Accolades: As of 2012, Toys for Tots, has spent 11 consecutive years on the Philanthropy 400, with a current standing of #70. Toys for Tots continues to be considered an accredited charity by the Better Business Bureau Wise Giving Alliance.
Toys for Tots serves the main 50 United States as well as Puerto Rico and the District of Columbia, collecting and delivering toys to underprivileged children each Christmas. Each year there are about 700 communities hosting a Toys for Tots Campaign, which is run by one individual who is a Marine (current or retired), a member of a Marine Corps League Detachment, or a member of a local community organization. Toy collection begins as early as October and ends around mid or late December. Collection boxes are placed throughout the community and community members are asked to donate new and unwrapped (no wrapping paper) toys which will later be collected, wrapped by campaign volunteers, and distributed to the children who are in need. To determine if a child will need this extra Christmas hope, Toys for Tots organizers develop working relationships with schools, churches, local charities, and any other organization which are qualified to identify needy children. Additionally, you can request a toy on the Toys for Tots website.
In addition to delivering to the needy children of the US, Toys for Tots also serves the Native American community. The Toys for Tots Native American Program moves some toys and donations out of the collection area (Usually only in California) and reaches out (with the donations) to the disadvantaged Native American children on their Reservations. In 2012, over 177,000 toys were distributed to over 78,000 Native American children in Reservations throughout the United States.

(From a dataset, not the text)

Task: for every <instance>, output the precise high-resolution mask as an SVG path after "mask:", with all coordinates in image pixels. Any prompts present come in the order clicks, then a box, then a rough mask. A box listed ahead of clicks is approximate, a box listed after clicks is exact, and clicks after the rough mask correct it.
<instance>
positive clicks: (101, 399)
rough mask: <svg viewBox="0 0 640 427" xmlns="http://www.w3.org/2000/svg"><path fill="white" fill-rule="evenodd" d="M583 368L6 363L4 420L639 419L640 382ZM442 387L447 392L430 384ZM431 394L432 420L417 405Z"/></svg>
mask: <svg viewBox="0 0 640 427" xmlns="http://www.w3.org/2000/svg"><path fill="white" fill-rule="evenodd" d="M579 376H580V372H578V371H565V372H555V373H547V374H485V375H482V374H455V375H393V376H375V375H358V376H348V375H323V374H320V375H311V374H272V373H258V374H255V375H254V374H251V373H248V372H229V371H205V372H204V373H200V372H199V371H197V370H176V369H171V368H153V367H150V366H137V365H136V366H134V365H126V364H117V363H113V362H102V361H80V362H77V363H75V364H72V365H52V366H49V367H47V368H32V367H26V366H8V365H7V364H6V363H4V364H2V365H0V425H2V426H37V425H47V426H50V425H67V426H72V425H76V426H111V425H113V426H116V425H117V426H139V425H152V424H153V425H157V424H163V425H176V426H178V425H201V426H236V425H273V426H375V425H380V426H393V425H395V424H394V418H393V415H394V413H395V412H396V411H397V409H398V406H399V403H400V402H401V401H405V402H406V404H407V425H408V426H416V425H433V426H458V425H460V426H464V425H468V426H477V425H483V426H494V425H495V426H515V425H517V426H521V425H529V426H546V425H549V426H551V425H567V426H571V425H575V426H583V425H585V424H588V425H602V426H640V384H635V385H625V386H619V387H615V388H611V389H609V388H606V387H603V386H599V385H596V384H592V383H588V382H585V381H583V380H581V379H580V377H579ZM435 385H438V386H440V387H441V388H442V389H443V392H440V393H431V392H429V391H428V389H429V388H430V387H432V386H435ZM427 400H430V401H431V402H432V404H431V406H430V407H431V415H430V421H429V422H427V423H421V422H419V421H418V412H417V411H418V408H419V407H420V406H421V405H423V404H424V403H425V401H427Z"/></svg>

The Toys for Tots campaigns have been so successful in their mission that they have partnered with the UPS Store to create the “Toys for Tots Literacy Program”. The programs mission is “to offer our nation’s most economically disadvantaged children the ability to compete academically and to succeed in life by providing them direct access to resources that will enhance their ability to read and to communicate effectively. They primarily take monetary donations, which help to place books in the hands of the economically downtrodden.
If you are interested in donating, Toys for Tots asks for new and unwrapped (as in, no wrapping paper) toys and books for children of all ages (they serve children from infant to about 16–ages depend on area and availability of gifts). You can place these in boxes scattered throughout your community. To located a box near you, click here. They also take monetary donations and are now offering the option to donate “in honor” or “in memory” of someone. To learn more or donate money, click here. Avila University does participate in the Toys for Tots program, and there are boxes scattered throughout campus for donations; here, at Hooley-Bundschu Library, there are two boxes situated around the Circulation Desk.